Нельзя было без наслаждения смотреть на грациозных, цветущих сестер: они ходили, обнявшись, по саду, и в разговоре их слышался странный контраст серьезного размышления с легкомысленностью, и вместе с тем, гармония любви, отвечающей на любовь. Глаза меньшей сестры наполнились слезами; внутри ее происходила борьба: глубокое, горячее чувство прорывалось сквозь своенравный смысл ее речей.

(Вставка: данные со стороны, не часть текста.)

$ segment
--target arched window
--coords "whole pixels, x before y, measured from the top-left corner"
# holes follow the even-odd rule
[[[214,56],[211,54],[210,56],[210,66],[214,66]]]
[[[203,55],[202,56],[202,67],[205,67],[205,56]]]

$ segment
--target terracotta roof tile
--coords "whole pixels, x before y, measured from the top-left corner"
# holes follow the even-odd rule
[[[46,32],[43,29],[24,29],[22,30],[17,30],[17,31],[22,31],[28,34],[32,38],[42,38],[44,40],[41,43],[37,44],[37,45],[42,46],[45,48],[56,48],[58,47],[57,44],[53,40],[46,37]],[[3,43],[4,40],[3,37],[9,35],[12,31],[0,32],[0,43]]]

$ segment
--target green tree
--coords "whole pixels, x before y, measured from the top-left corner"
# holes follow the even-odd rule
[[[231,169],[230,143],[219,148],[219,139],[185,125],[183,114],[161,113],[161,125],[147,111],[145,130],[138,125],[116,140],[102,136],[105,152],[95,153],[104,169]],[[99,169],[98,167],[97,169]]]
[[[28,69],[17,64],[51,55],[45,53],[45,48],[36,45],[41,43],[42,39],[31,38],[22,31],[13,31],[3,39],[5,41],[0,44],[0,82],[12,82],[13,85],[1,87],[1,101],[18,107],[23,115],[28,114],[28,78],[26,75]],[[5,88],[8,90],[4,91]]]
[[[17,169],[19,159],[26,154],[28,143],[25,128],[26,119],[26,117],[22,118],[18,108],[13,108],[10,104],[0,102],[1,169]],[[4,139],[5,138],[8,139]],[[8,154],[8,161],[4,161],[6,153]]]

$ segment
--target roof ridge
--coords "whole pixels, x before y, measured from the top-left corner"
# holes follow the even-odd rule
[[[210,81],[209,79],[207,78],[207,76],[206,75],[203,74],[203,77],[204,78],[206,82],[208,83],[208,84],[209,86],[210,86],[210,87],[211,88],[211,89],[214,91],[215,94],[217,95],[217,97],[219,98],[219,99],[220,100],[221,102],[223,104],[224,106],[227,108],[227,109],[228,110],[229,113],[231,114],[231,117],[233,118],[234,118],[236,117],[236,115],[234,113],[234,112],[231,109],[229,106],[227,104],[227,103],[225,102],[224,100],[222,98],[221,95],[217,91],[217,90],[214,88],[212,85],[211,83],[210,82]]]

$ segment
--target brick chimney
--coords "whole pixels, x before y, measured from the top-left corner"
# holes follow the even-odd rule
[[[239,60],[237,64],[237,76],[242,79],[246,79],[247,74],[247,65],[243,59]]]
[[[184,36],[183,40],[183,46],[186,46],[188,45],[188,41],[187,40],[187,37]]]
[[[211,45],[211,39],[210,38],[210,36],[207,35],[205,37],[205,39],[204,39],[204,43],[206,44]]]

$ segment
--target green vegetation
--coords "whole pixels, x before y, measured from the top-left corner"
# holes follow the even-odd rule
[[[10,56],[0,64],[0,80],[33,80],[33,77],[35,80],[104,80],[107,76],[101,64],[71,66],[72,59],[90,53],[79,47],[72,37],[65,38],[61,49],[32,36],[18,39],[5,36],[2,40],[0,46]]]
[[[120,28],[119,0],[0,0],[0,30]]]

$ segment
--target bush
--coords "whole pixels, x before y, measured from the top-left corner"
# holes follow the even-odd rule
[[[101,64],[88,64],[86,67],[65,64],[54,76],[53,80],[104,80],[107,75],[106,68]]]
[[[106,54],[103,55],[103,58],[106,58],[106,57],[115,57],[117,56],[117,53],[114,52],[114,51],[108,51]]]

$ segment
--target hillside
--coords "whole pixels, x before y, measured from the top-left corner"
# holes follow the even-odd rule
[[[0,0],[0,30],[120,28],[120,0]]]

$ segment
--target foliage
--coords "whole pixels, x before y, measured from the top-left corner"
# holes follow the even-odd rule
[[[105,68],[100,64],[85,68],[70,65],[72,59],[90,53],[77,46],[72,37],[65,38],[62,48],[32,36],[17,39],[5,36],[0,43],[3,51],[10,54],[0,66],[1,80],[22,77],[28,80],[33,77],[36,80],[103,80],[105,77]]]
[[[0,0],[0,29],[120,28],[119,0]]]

Разность их лет была года четыре, не больше; но Грация, как часто случается в подобных обстоятельствах, когда обе лишены надзора матери (жены доктора не было уже на свете), Грация так неусыпно заботилась о меньшей сестре своей и была ей предана так безгранично, что казалась старше, нежели была на самом деле; она, естественно, не по летам являлась чуждой всякого с нею соперничества и разделяла, как будто, прихоти ее фантазии только из симпатии и искренней любви. Великие черты матери, самая тень и слабое отражение которых очищает сердце и возносит высокую натуру ближе к ангелам!
Мысли доктора, когда он смотрел на дочерей и слушал их разговор, не выходили сначала из круга веселых размышлений о глупости всякой любви и страсти, и о заблуждении молодежи, которая верит на минуту в важность этих мыльных пузырей, и потом разочаровывается – всегда, всегда!
Но добрые домашние качества Грации, ее самоотвержение, кротость ее права, мягкого и тихого, но вместе с тем смелого и твердого, высказались ему ярче в контрасте ее спокойной, хозяйской, так сказать, фигуры с более прекрасной наружностью меньшей сестры, – и он пожалел ее, пожалел их обеих, что жизнь такая смешная вещь.
Доктору вовсе не приходило в голову спросить себя, не задумали ли его дочери, или хоть одна из них, сделать из этой шутки что-нибудь серьёзное. Впрочем, ведь он был философ.
Добрый и великодушный от природы, он споткнулся нечаянно об обыкновенный философский камень (открытый гораздо легче предмета изысканий алхимиков), который сбивает иногда с ног добрых и великодушных людей и одарен роковым свойством превращать золото в сор и лишать ценности все дорогое.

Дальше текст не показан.